Transparenz und zügiges Handeln angemahnt
Kirchenrechtler Thomas Schüller kritisierte mangelnde Transparenz bei der Arbeit der Unabhängigen Kommission für Anerkennungsleistungen (UKA) der Bischofskonferenz. Die Kommission ist zuständig für die freiwilligen Zahlungen der katholischen Kirche in Deutschland an Missbrauchsopfer. Matthias Katsch, Mitbegründer der Betroffeneninitiative "Eckiger Tisch", äußerte seine Resignation darüber, dass die große Mehrzahl der Fälle sexualisierter Gewalt bereits strafrechtlich verjährt sei. Die UKA sei personell unterbesetzt und im "Wettlauf mit der Zeit", beklagte die Vorsitzende des Gremiums, Margarete Reske.
Mehr Tempo bei den Reformen gewünscht
Die katholischen Bischöfe sehen trotz Widerständen im Vatikan weiter eine Chance auf Reformen der Kirche in Deutschland. Dazu zähle die Mitsprache von Laien und die Weihe von Frauen zu Diakoninnen, sagte der Vorsitzende der Deutschen Bischofskonferenz, Georg Bätzing. Mehr Tempo bei den Reformen forderte die Präsidentin des Zentralkomitees der deutschen Katholiken, Irme Stetter-Karp. "Wir brauchen eine Kirche, die attraktiv ist, zu der sich Menschen hingezogen fühlen", so Stetter-Karp. Im Kontext des Missbrauchsskandals sei irrsinnig viel Vertrauen verspielt worden. Rund 96 Prozent der Katholiken in Deutschland würden dringend Reformen wünschen, so die Vorsitzende des Laienverbands.

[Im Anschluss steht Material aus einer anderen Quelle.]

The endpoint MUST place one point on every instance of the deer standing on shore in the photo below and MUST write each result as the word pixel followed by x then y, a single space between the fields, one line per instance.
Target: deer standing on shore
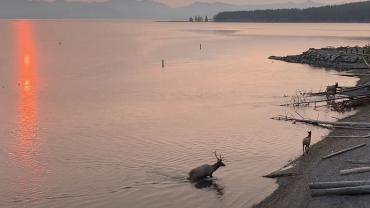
pixel 206 170
pixel 306 143
pixel 331 90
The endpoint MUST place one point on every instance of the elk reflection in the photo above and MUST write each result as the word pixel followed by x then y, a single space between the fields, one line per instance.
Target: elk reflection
pixel 210 185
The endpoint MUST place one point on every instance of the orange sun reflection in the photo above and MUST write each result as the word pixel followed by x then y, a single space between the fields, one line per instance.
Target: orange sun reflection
pixel 27 114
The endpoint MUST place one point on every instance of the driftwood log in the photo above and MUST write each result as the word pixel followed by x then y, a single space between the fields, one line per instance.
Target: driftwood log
pixel 343 151
pixel 356 125
pixel 356 190
pixel 349 137
pixel 355 170
pixel 338 184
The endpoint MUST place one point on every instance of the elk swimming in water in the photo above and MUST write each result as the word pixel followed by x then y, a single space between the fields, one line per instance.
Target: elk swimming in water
pixel 206 170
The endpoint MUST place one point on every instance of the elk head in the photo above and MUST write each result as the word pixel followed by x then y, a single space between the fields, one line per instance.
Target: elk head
pixel 219 158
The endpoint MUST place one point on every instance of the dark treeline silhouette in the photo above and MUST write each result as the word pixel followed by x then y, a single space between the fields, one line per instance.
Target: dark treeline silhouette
pixel 351 12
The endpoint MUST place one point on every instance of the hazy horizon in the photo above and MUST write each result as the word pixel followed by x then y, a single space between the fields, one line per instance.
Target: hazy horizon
pixel 145 9
pixel 176 3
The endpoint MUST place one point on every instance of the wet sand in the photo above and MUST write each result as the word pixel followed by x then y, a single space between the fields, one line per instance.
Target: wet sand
pixel 293 191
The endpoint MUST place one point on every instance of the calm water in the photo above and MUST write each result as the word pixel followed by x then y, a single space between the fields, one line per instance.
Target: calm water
pixel 90 119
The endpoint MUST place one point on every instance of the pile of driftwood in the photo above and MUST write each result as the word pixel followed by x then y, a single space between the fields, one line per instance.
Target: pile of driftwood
pixel 336 97
pixel 326 124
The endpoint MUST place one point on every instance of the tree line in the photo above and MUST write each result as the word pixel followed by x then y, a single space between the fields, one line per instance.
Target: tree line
pixel 351 12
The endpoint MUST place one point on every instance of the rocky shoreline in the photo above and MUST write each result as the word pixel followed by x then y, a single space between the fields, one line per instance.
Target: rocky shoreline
pixel 341 58
pixel 293 188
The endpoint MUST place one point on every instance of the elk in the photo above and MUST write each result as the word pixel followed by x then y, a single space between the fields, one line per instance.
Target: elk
pixel 206 170
pixel 306 143
pixel 331 90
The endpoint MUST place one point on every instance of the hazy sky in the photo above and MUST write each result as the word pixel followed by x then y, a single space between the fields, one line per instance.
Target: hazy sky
pixel 184 2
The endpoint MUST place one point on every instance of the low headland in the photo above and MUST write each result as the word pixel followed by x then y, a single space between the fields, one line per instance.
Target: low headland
pixel 294 181
pixel 350 12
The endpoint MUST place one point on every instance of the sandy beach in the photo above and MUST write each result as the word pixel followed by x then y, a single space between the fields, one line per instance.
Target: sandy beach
pixel 293 191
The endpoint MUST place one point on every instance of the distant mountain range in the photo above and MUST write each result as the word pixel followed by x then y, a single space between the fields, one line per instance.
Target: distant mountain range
pixel 351 12
pixel 127 9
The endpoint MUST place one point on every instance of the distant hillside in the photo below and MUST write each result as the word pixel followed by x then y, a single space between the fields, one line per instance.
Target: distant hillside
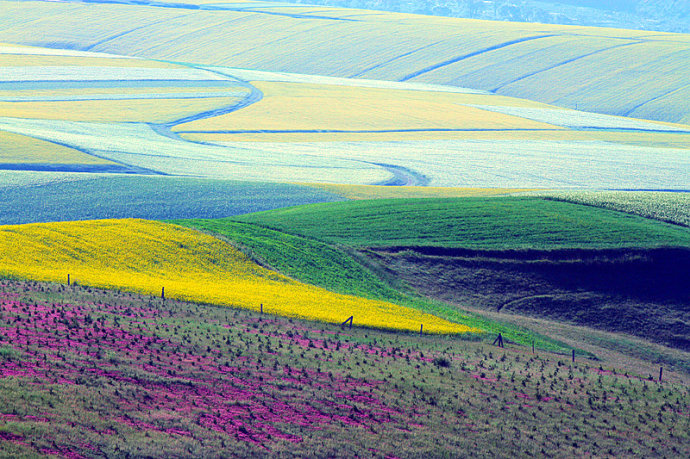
pixel 619 72
pixel 661 15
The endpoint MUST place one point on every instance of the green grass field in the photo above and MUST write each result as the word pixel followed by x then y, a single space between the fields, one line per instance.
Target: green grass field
pixel 479 223
pixel 344 270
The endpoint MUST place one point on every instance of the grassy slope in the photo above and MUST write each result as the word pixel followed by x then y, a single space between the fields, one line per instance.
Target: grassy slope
pixel 105 373
pixel 337 269
pixel 480 223
pixel 146 256
pixel 553 64
pixel 149 197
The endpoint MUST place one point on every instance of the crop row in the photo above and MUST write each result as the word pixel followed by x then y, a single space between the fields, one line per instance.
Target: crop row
pixel 89 373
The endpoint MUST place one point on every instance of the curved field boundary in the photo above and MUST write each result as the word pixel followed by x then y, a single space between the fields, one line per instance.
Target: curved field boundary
pixel 473 223
pixel 145 257
pixel 150 197
pixel 382 46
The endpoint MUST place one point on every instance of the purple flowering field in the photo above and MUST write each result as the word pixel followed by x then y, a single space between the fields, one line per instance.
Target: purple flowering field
pixel 90 373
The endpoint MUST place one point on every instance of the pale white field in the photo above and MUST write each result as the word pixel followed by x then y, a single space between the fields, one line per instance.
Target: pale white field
pixel 90 73
pixel 579 119
pixel 451 163
pixel 16 179
pixel 258 75
pixel 595 69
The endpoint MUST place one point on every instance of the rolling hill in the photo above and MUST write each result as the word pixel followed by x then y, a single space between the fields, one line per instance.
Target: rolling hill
pixel 620 72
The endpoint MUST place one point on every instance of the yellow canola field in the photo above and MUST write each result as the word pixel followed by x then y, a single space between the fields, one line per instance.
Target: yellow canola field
pixel 16 148
pixel 131 110
pixel 144 256
pixel 296 106
pixel 403 192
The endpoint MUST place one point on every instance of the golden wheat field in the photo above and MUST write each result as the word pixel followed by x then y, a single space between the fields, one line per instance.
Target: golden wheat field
pixel 566 65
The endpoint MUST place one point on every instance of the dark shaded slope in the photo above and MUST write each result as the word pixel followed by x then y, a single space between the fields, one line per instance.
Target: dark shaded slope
pixel 640 292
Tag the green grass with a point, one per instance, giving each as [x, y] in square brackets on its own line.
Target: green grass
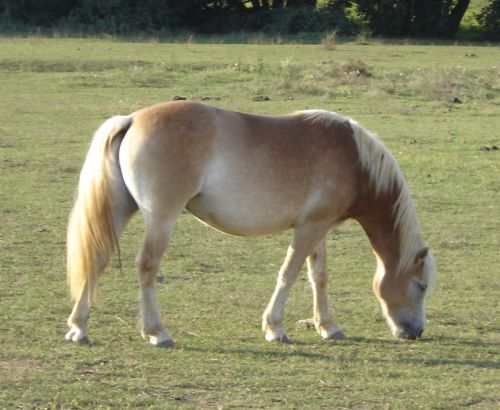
[56, 92]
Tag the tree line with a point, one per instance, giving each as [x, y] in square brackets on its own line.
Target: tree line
[390, 18]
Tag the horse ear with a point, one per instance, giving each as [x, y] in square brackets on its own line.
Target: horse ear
[421, 254]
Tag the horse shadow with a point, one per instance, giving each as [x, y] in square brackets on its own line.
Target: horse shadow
[301, 349]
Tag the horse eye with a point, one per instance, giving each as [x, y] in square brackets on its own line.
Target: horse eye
[422, 287]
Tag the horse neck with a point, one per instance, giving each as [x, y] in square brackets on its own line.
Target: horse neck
[377, 217]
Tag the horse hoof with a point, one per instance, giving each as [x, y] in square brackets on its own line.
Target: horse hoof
[308, 323]
[284, 340]
[164, 342]
[273, 337]
[77, 335]
[337, 336]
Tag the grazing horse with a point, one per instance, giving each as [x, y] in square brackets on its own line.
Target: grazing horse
[247, 174]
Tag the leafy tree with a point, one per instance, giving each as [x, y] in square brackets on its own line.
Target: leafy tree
[489, 17]
[424, 18]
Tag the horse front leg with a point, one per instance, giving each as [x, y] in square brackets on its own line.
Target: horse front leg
[304, 240]
[318, 277]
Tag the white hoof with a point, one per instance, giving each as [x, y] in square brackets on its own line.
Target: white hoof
[331, 332]
[162, 339]
[278, 335]
[77, 334]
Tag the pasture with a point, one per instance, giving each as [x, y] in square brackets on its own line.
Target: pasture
[436, 108]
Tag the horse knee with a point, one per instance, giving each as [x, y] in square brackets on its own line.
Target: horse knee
[147, 266]
[319, 279]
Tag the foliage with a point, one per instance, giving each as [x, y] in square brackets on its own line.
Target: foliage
[427, 18]
[489, 17]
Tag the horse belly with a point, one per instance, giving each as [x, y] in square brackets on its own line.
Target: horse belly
[240, 212]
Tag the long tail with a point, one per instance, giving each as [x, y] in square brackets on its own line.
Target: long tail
[91, 234]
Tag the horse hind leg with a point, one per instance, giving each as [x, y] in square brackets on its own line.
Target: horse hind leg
[157, 238]
[318, 277]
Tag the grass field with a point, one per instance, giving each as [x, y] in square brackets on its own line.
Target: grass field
[437, 108]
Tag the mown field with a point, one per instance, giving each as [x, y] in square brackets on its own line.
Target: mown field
[437, 108]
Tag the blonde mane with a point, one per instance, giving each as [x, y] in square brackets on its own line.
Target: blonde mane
[385, 174]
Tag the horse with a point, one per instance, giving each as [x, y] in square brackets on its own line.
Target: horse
[247, 175]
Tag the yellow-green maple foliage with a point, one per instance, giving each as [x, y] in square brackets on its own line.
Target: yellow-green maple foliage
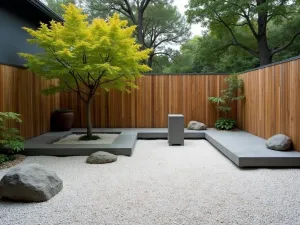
[87, 56]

Schärfung des katholischen Profils
Das Programm des Katholikentags bot rund 500 Veranstaltungen an. Das waren immerhin etwa 1000 Veranstaltungen weniger als beim letzten Katholikentreffen vor zwei Jahren in Stuttgart. Laut Organisatoren soll das Treffen eine "zeitgemäße Profilschärfung" für die katholische Kirche in Deutschland bringen.